In my book, it is officially fall when the kiddies go back to school. Such a joyous time – bouquets of freshly sharpened pencils, unscuffed erasers, and pristine pages of lined paper. But more importantly, fall brings warm scarves, cozy sweaters, fabulous boots, warm lattes, apple pie, and hot batches of soup. Fall is my favourite time of year.
With fall, comes Halloween -what I think is a very under-appreciated holiday. I love the magic, wonder, and mystery that comes with all hallows ‘eve. In fact, the folklore that has become iconic with Halloween – wolverines, ghosts, zombies, and witches – holds a significant place in the history of art.
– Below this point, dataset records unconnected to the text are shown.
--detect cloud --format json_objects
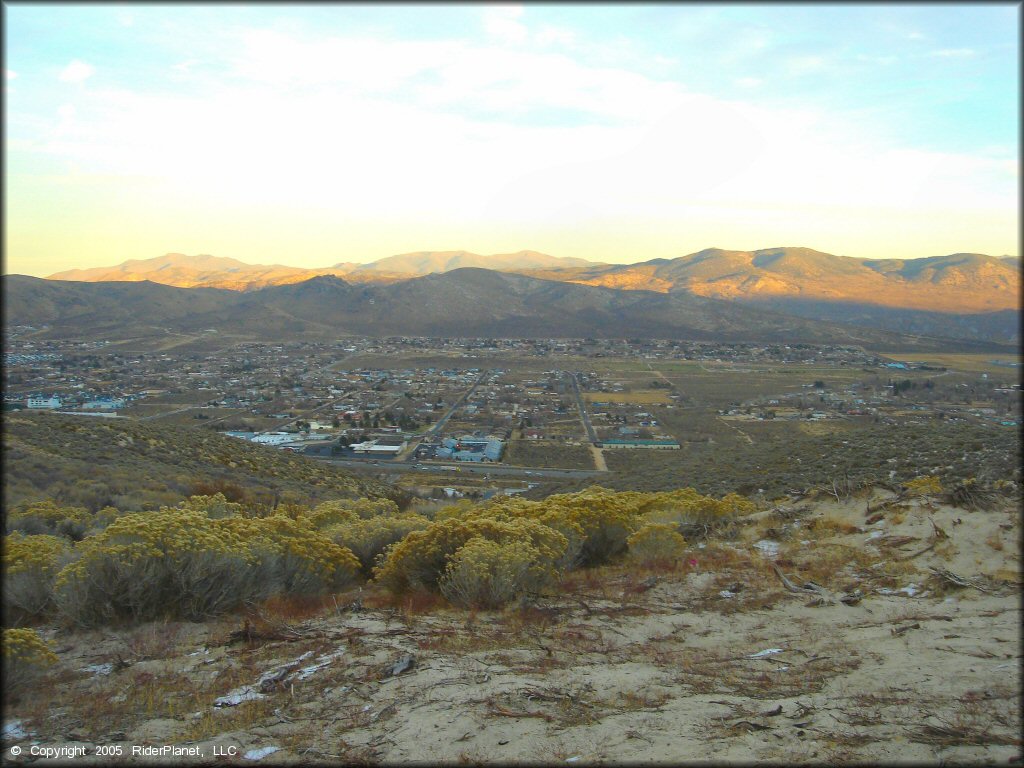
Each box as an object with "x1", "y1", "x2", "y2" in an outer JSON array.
[
  {"x1": 6, "y1": 69, "x2": 17, "y2": 80},
  {"x1": 907, "y1": 31, "x2": 925, "y2": 40},
  {"x1": 482, "y1": 4, "x2": 528, "y2": 45},
  {"x1": 929, "y1": 48, "x2": 976, "y2": 58},
  {"x1": 12, "y1": 24, "x2": 1015, "y2": 262},
  {"x1": 786, "y1": 55, "x2": 825, "y2": 75},
  {"x1": 534, "y1": 25, "x2": 575, "y2": 47},
  {"x1": 59, "y1": 60, "x2": 95, "y2": 83}
]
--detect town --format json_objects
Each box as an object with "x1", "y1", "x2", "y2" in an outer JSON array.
[{"x1": 5, "y1": 332, "x2": 1019, "y2": 499}]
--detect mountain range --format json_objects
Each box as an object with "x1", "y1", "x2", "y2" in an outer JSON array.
[
  {"x1": 32, "y1": 247, "x2": 1019, "y2": 345},
  {"x1": 46, "y1": 251, "x2": 601, "y2": 290}
]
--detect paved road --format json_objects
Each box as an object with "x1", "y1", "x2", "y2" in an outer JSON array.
[
  {"x1": 314, "y1": 457, "x2": 602, "y2": 480},
  {"x1": 569, "y1": 372, "x2": 599, "y2": 444},
  {"x1": 398, "y1": 369, "x2": 490, "y2": 463}
]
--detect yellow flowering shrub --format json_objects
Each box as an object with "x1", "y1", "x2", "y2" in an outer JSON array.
[
  {"x1": 7, "y1": 499, "x2": 91, "y2": 540},
  {"x1": 176, "y1": 493, "x2": 246, "y2": 519},
  {"x1": 327, "y1": 513, "x2": 431, "y2": 575},
  {"x1": 231, "y1": 513, "x2": 361, "y2": 594},
  {"x1": 53, "y1": 505, "x2": 360, "y2": 626},
  {"x1": 2, "y1": 533, "x2": 72, "y2": 620},
  {"x1": 439, "y1": 536, "x2": 549, "y2": 608},
  {"x1": 374, "y1": 516, "x2": 567, "y2": 597},
  {"x1": 626, "y1": 524, "x2": 687, "y2": 564},
  {"x1": 9, "y1": 499, "x2": 90, "y2": 526},
  {"x1": 639, "y1": 488, "x2": 755, "y2": 532},
  {"x1": 305, "y1": 497, "x2": 402, "y2": 529},
  {"x1": 431, "y1": 486, "x2": 751, "y2": 569},
  {"x1": 3, "y1": 628, "x2": 58, "y2": 696},
  {"x1": 903, "y1": 475, "x2": 943, "y2": 497}
]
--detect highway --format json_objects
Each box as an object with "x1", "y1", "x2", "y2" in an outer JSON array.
[{"x1": 314, "y1": 457, "x2": 602, "y2": 480}]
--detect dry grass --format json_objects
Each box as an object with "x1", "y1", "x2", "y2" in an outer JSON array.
[
  {"x1": 985, "y1": 533, "x2": 1004, "y2": 551},
  {"x1": 255, "y1": 593, "x2": 340, "y2": 622},
  {"x1": 583, "y1": 390, "x2": 672, "y2": 404}
]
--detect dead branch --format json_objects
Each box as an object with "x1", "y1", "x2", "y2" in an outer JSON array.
[
  {"x1": 928, "y1": 567, "x2": 1004, "y2": 595},
  {"x1": 487, "y1": 702, "x2": 554, "y2": 722}
]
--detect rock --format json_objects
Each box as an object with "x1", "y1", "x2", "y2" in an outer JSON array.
[{"x1": 385, "y1": 654, "x2": 416, "y2": 678}]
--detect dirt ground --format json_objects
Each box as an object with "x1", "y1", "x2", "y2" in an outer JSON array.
[{"x1": 3, "y1": 488, "x2": 1021, "y2": 765}]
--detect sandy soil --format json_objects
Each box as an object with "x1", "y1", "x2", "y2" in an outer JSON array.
[{"x1": 3, "y1": 488, "x2": 1020, "y2": 765}]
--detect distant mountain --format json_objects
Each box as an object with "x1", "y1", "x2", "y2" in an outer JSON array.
[
  {"x1": 5, "y1": 270, "x2": 1014, "y2": 352},
  {"x1": 47, "y1": 253, "x2": 350, "y2": 292},
  {"x1": 346, "y1": 250, "x2": 600, "y2": 276},
  {"x1": 46, "y1": 251, "x2": 604, "y2": 291},
  {"x1": 523, "y1": 247, "x2": 1019, "y2": 315},
  {"x1": 32, "y1": 246, "x2": 1019, "y2": 345}
]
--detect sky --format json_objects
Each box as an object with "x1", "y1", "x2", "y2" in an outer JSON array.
[{"x1": 3, "y1": 3, "x2": 1019, "y2": 276}]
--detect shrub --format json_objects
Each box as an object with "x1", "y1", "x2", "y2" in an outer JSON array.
[
  {"x1": 640, "y1": 488, "x2": 754, "y2": 537},
  {"x1": 3, "y1": 628, "x2": 58, "y2": 697},
  {"x1": 626, "y1": 524, "x2": 687, "y2": 565},
  {"x1": 176, "y1": 493, "x2": 246, "y2": 519},
  {"x1": 903, "y1": 475, "x2": 943, "y2": 497},
  {"x1": 6, "y1": 499, "x2": 91, "y2": 541},
  {"x1": 52, "y1": 505, "x2": 360, "y2": 627},
  {"x1": 374, "y1": 516, "x2": 567, "y2": 597},
  {"x1": 327, "y1": 513, "x2": 431, "y2": 576},
  {"x1": 305, "y1": 497, "x2": 402, "y2": 528},
  {"x1": 53, "y1": 507, "x2": 260, "y2": 626},
  {"x1": 2, "y1": 533, "x2": 72, "y2": 622},
  {"x1": 439, "y1": 536, "x2": 551, "y2": 608},
  {"x1": 229, "y1": 514, "x2": 361, "y2": 595}
]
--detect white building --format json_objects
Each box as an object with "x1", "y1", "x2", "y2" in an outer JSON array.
[
  {"x1": 350, "y1": 439, "x2": 406, "y2": 455},
  {"x1": 26, "y1": 396, "x2": 61, "y2": 409},
  {"x1": 250, "y1": 433, "x2": 295, "y2": 445}
]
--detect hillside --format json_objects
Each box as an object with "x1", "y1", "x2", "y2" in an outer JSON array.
[
  {"x1": 530, "y1": 247, "x2": 1019, "y2": 314},
  {"x1": 2, "y1": 411, "x2": 400, "y2": 513},
  {"x1": 7, "y1": 271, "x2": 1009, "y2": 352}
]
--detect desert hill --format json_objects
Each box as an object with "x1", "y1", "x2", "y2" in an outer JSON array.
[
  {"x1": 6, "y1": 271, "x2": 1008, "y2": 351},
  {"x1": 518, "y1": 247, "x2": 1019, "y2": 314},
  {"x1": 38, "y1": 248, "x2": 1019, "y2": 344},
  {"x1": 4, "y1": 484, "x2": 1020, "y2": 764},
  {"x1": 2, "y1": 410, "x2": 399, "y2": 513}
]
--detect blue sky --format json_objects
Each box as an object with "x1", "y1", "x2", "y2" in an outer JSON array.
[{"x1": 4, "y1": 3, "x2": 1019, "y2": 275}]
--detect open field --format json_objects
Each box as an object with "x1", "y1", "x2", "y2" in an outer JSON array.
[
  {"x1": 505, "y1": 440, "x2": 595, "y2": 470},
  {"x1": 4, "y1": 489, "x2": 1019, "y2": 765},
  {"x1": 877, "y1": 353, "x2": 1023, "y2": 374},
  {"x1": 584, "y1": 390, "x2": 673, "y2": 405}
]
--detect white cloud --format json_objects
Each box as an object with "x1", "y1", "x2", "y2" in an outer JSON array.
[
  {"x1": 15, "y1": 27, "x2": 1015, "y2": 258},
  {"x1": 786, "y1": 55, "x2": 825, "y2": 75},
  {"x1": 929, "y1": 48, "x2": 976, "y2": 58},
  {"x1": 6, "y1": 69, "x2": 17, "y2": 80},
  {"x1": 57, "y1": 104, "x2": 76, "y2": 120},
  {"x1": 907, "y1": 31, "x2": 925, "y2": 41},
  {"x1": 59, "y1": 60, "x2": 95, "y2": 83},
  {"x1": 482, "y1": 4, "x2": 528, "y2": 45},
  {"x1": 534, "y1": 25, "x2": 575, "y2": 47}
]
The subject of witchcraft became more and more popular in the late fifteenth century with the development and establishment of the print industry. In these periods, witchcraft was believed to be mainly associated with women. The history of witchcraft dates back to prehistoric times. There is evidence that suggests people of ancient Greece and Rome believed in witchcraft and felt threatened by malevolent beings that practiced something similar to witchcraft. There is a being that was believed to exist in antiquity called Lilitu. Lilitu was presumed to be a barren female apparition who would fly through the night air accompanied by owls in search of men whom she would seduce and then drink their blood. This is where we get our modern day imagery of wretched old women flying through the air on broomsticks.
Albrecht Dürer and Hans Baldung Grien are some of the most well known artists of the fifteenth and sixteenth century for their depictions of witches and the dark arts. One of the earliest prints to portray witches involved in witchcraft is by Albrecht Dürer, called The Four Witches. Some aspects of the work relate to classical art, for instance the three women are reminiscent of the Three Graces. Often in witch imagery the woman’s hair can symbolize chaos and uncontrollability. Hair in witch imagery may also be a reference to magic, to the sexual nature of women, or as a veneration of their own bodies.
Baldung was very interested in the iconography of witches. A student under Dürer, he portrayed women as witches and related his images to the humanist interests of the time. In Witch’s Sabbath, Baldung portrays a gathering of witches of many different ages. Many of the women are very old and ugly, others are young and beautiful and others are mature. This print also shows the female nude in the presence of nature. The earthy nude is usually depicted with larger thighs and hips, these body types naturally exemplify the idea of procreation. The mystery and power of the earth is manifested in the women, and their ability to continue the life cycle.
In this period, many people blamed witches and witchcraft for natural disasters or for extreme weather events. Women who were accused of witchcraft were used as scapegoats. Since there was no logical reason or understanding of the weather, people blamed the unpredictable and often extreme events of weather on witches. In Dürer’s Witch Riding Backwards on a Goat, the portrayal of the powerful woman, full of anger, is meant to show her power of the weather, and her ability to wreck havoc.
The images we see today of witches and warlocks, that we can look upon and laugh at, were once images meant to warn men. It was a scene out of a Monty Python skit – men accusing a woman of possessing power out-of-this-world, with no evidence to back it up, and then using (a use the word loosely) math, involving ducks to determine her true level of humanity.
So, before casting off the tales we were told as children – question them more and believe them more. Who knows? Perhaps I am casting this blog to you from my wireless cauldron. Ooooooooooo!